SEC takes aim at 20-year-old rules, Tokenized stocks next?

Source Cryptopolitan

On June 11, the United States Securities and Exchange Commission (SEC) proposed to repeal rules 611 and 610(e) of the Reg NMS. The two regulations represent key regulations governing the equity markets in the United States.

A 60-day public comment period is now open, with the revised regulation expected to be completed in the first quarter of 2027, according to TD Cowen managing director Jaret Seiberg.

Rule 611, referred to as the trade-through or order protection rule, does not allow anyone to enter an order for any stock in question below the prices available on other trading facilities. While Rule 610(e) does not allow any exchange to provide quotations that will create locked or crossed quotations compared to competing markets.

Why SEC want to scrap Rules 611 and 610?

The adoption of rules 611 and 610 was meant to ensure that there was no occurrence of a bad execution price on the network of fragmented exchanges. Nonetheless, it is widely believed by most people, including SEC Chairman Paul Atkins, that the two rules have failed because all they have done is fragment the trading venues and incur costs associated with connectivity for the benefit of intermediaries.

The trade-through rule has been opposed by Atkins since its first enactment by the SEC over 20 years ago. According to his statement released alongside the vote on Wednesday, Atkins referred to the proposed revisions as “high time,” adding that the rules had “hindered, rather than enhanced, the long-term growth of our markets.”

The view held by Atkins is similar to the one he expressed in a dissent, along with former Commissioner Cynthia Glassman at the time of the enactment of Rule 611. Both argued the Commission was substituting its own assumptions for outcomes that competition and market forces would produce more efficiently.

The proposal did not happen all of a sudden. The SEC held two public consultations on equity-market structure last year, gathering inputs from exchanges, broker-dealers, and market makers. Atkins referred to those meetings in his open-meeting statement, saying that the agency began this discussion “transparently” before proposing the revision. Earlier, Cryptopolitan reported that the SEC delayed Novel ETFs pending public feedback on market risks.

Reg NMS changes may unlock tokenized stocks

In a May 28 talk at Stanford‘s Rock Center for Corporate Governance, Atkins outlined a more comprehensive plan of deregulation designed to revitalize public markets. He said that there is a decline of about 40% in the number of US-listed companies since the mid-1990s, and that there is a need to eliminate “regulatory frictions” that made companies retreat from public exchanges. The Reg NMS proposal fits squarely within that campaign.

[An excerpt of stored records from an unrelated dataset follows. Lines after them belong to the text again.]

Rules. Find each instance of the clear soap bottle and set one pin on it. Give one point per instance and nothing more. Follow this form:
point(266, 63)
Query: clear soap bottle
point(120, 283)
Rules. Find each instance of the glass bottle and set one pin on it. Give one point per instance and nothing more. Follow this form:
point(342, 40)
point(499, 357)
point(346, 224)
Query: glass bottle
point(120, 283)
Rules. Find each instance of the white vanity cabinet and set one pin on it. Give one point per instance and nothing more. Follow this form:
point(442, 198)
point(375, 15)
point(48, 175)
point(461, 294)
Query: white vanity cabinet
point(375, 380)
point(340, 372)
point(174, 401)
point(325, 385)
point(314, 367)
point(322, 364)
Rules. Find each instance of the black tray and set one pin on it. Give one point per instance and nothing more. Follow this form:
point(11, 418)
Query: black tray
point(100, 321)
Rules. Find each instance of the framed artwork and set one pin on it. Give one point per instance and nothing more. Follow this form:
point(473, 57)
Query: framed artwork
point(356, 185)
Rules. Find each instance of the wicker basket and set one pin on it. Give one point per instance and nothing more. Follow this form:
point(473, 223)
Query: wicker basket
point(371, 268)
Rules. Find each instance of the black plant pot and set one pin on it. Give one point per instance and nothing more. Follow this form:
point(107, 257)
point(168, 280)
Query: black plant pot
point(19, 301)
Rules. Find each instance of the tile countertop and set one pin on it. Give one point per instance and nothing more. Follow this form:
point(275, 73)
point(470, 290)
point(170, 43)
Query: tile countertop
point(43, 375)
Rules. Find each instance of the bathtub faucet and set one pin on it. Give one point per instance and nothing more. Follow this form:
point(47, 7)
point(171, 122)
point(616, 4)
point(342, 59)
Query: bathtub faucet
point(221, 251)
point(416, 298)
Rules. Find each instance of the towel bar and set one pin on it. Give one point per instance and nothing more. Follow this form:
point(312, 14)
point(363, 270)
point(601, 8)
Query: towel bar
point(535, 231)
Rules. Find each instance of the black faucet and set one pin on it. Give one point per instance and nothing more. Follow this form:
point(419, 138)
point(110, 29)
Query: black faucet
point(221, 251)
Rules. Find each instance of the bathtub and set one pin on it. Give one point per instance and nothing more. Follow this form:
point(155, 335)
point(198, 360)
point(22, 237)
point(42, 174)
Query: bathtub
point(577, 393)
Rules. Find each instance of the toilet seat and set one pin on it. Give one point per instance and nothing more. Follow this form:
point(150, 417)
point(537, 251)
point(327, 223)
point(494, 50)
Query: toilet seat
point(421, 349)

For the tokenized securities sector, the effects extend far beyond the borders of the United States. The U.S. equity markets have set the standard on which all others base themselves. A go-ahead for on-chain stock trading on the world’s largest capital market will create a sense of urgency for securities authorities around the world to define their positions concerning tokenized equities.

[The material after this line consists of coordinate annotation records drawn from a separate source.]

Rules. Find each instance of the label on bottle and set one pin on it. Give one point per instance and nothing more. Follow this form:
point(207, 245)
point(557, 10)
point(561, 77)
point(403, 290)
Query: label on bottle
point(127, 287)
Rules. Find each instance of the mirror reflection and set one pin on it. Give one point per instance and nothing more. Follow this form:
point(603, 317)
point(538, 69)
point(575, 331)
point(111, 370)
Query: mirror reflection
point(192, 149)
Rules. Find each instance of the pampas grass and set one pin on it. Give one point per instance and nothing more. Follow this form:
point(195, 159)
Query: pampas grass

As Alex Thorn, Galaxy Digital Research’s chief executive, said about the proposal, “This is one of the biggest unlocks yet for tokenized stock trading on decentralized exchanges”. This has something to do with the technical aspect of the problem. Since automated market makers (AMMs) that determine the prices on decentralized exchanges cannot comply with the Regulation of Rule 611, because of the fact that they operate according to the bonding curve principle with whatever price is available in the liquidity pool at the moment of block validation, without pausing a transaction, since the order could have been better on the Nasdaq and New York Stock Exchanges.

The rescission of two rules does not make the market for tokenized equities a completely operational one. Registration on the Exchange or an Alternative Trading System, clearance, settlement facilities, and a variety of other securities regulations have all been formulated for centralized, intermediary-based markets. None of those requirements vanish with this proposal.